In a moment, the gorge was almost night-dark and the sound of the river had become an earsplitting roar, deep and menacing.
She felt the gray mule stumble, then hesitate, then come to a halt and begin to tremble. It scared her that this powerful animal trembled just as she did. The flow of water against his quivering legs was now furious. It was a Niagara rapids kind of thing. As it crashed against the bigger boulders and exploded, she felt the spray sting her face and arms and hands, inflicting real pain. The whole gorge was sound and fury.

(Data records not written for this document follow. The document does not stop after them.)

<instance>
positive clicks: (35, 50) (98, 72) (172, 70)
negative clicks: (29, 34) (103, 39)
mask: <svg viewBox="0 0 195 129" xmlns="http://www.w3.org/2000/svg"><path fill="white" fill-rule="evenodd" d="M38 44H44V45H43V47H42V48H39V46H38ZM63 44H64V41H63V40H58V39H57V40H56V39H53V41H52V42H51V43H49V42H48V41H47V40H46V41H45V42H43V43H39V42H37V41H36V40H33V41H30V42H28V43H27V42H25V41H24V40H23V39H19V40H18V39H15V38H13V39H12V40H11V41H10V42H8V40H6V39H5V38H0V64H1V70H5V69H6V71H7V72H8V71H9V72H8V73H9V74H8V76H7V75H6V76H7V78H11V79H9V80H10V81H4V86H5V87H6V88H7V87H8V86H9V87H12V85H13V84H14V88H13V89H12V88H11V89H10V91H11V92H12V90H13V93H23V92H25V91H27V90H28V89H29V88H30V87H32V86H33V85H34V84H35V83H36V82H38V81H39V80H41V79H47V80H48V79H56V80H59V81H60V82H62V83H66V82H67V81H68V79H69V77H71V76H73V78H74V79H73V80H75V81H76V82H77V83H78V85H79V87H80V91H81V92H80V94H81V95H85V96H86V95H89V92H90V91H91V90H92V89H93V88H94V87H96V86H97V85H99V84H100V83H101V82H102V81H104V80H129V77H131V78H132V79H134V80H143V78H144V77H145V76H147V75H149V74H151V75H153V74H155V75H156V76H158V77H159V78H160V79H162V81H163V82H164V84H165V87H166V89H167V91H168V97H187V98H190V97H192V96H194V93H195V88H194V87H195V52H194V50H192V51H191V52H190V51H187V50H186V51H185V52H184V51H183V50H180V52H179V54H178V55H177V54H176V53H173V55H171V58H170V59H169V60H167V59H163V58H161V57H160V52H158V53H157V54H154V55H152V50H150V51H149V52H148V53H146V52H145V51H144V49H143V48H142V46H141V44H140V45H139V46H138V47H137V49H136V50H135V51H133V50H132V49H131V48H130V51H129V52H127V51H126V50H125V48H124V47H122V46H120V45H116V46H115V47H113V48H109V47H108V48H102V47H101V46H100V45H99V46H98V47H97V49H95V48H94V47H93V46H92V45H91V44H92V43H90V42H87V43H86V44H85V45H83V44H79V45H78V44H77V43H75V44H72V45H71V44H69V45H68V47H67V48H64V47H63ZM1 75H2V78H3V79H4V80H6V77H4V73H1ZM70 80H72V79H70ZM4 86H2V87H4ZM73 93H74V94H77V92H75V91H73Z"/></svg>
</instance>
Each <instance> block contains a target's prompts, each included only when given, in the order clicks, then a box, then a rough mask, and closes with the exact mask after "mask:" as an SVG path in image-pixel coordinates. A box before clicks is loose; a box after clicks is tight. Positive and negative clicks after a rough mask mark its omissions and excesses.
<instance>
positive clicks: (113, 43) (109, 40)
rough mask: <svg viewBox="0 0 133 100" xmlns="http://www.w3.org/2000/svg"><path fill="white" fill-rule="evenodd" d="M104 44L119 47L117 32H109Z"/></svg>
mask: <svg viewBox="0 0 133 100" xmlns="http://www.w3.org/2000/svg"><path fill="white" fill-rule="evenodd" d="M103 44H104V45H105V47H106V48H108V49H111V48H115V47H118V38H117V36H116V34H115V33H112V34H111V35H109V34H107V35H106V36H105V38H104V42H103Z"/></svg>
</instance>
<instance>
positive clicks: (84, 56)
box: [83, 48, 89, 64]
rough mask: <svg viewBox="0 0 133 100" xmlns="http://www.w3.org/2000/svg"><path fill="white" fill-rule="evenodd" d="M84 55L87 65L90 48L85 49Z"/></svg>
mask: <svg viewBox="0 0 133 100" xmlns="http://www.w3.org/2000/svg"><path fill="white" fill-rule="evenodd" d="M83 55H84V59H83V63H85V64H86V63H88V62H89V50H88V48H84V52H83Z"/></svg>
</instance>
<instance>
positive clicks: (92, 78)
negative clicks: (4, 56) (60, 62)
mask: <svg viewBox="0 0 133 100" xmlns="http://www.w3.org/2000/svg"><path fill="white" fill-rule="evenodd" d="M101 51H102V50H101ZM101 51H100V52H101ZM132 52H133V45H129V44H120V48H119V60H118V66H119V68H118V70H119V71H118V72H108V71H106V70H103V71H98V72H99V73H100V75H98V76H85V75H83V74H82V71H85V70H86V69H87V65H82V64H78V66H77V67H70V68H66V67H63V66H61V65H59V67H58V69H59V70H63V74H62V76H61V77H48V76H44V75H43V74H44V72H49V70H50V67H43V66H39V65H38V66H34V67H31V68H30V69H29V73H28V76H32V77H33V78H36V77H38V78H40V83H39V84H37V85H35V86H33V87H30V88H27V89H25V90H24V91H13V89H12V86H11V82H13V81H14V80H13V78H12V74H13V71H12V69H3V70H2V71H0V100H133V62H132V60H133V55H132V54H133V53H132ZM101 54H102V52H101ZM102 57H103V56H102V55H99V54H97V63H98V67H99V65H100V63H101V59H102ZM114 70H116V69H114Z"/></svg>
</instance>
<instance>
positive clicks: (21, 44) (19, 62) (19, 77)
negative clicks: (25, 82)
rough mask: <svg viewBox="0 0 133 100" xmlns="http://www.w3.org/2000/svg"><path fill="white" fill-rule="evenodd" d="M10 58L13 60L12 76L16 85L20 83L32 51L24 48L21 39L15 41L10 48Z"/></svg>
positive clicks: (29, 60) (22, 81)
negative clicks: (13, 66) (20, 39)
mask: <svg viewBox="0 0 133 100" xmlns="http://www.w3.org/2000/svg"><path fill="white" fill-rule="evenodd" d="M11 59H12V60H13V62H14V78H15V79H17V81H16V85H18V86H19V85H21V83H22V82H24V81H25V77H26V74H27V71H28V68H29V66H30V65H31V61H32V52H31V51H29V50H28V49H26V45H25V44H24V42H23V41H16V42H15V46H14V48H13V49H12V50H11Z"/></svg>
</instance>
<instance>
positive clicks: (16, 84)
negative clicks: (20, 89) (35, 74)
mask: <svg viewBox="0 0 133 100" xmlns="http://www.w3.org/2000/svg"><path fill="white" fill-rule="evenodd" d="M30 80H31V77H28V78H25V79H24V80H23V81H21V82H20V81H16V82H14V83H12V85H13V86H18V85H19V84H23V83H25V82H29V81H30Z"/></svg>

Why? Had there been a flash flood higher up in the mountains? She had heard of such things. One of the hospital doctors had lost a car once when it stalled at a supposedly safe fording and was caught in such a rush of water. But if this was only a swiftly rising river, why the darkness? Had something happened to her eyes?
She leaned over the mule's neck, straining to see what Joseph was doing. It was no use. Even that eerie green light was gone now, swallowed up by the swooping gloom. On the verge of panic, she drove her sneakered feet into the gray mule's flanks and slapped his neck to urge him forward. Whatever was happening, she could not just sit here in midstream waiti
ng for it to engulf her.
Unused to such treatment from her, the mule voiced a snort she could hear even above the river's roar and lurched to one side. She had braced herself for a forward motion and was taken by surprise. She tumbled sideways from the saddle. The river boiled over her as she screamed. Then the current sucked her under and her mouth filled with water.
She struggled. A stream that Joseph had walked through only a few minutes ago should not have the strength to make her struggle so desperately, but it did. She felt herself slammed against boulders, scrubbed along the bottom, ripped against submerged tree branches. Felt herself flung back up to fresh air from time to time, and had sense enough left, no matter how mad the nightmare, to fill her lungs. Some relenting current swept her into a quiet eddy and she staggered to her feet, grabbing at an overhanging branch to steady herself. "Joseph. . . Joseph. . . where are you?"
It was a feeble cry. She hadn't enough strength left for an honest yell. On the other hand, the roar of the river was subsiding. The canyon walls no longer hurled thunder at each other. It was as though someone who had been amplifying all the normal sound effects was at last turning the volume back down.
Hauling on the branch, she pulled herself up out of the stream and called again, this time with more strength. "Joseph!"
"M'selle, where are you?"
"Here!" Where was here? Downstream from the fording, of course, but how far down? And what had happened to Joseph and Tina? And to her mule?
Strange. As the din diminished, the darkness began to subside, as though a thick sheet of dark glass in front of her eyes were dissolving. She could see the stream again, the cliffs, even the strip of sky above.
"M'selle, please! Where are you?"
"Here, Joseph." It was going to be all right. If Joseph had come through it, Tina must have, too. But come through what? Something real or just imagined? Was there such a thing as unreal reality?
Never underestimate this country, one of the hospital doctors had warned her once. Listen carefully to everything a patient tells you, and don't weigh it on the scales of your own experience. Things happen here that don't lend themselves to rational analysis.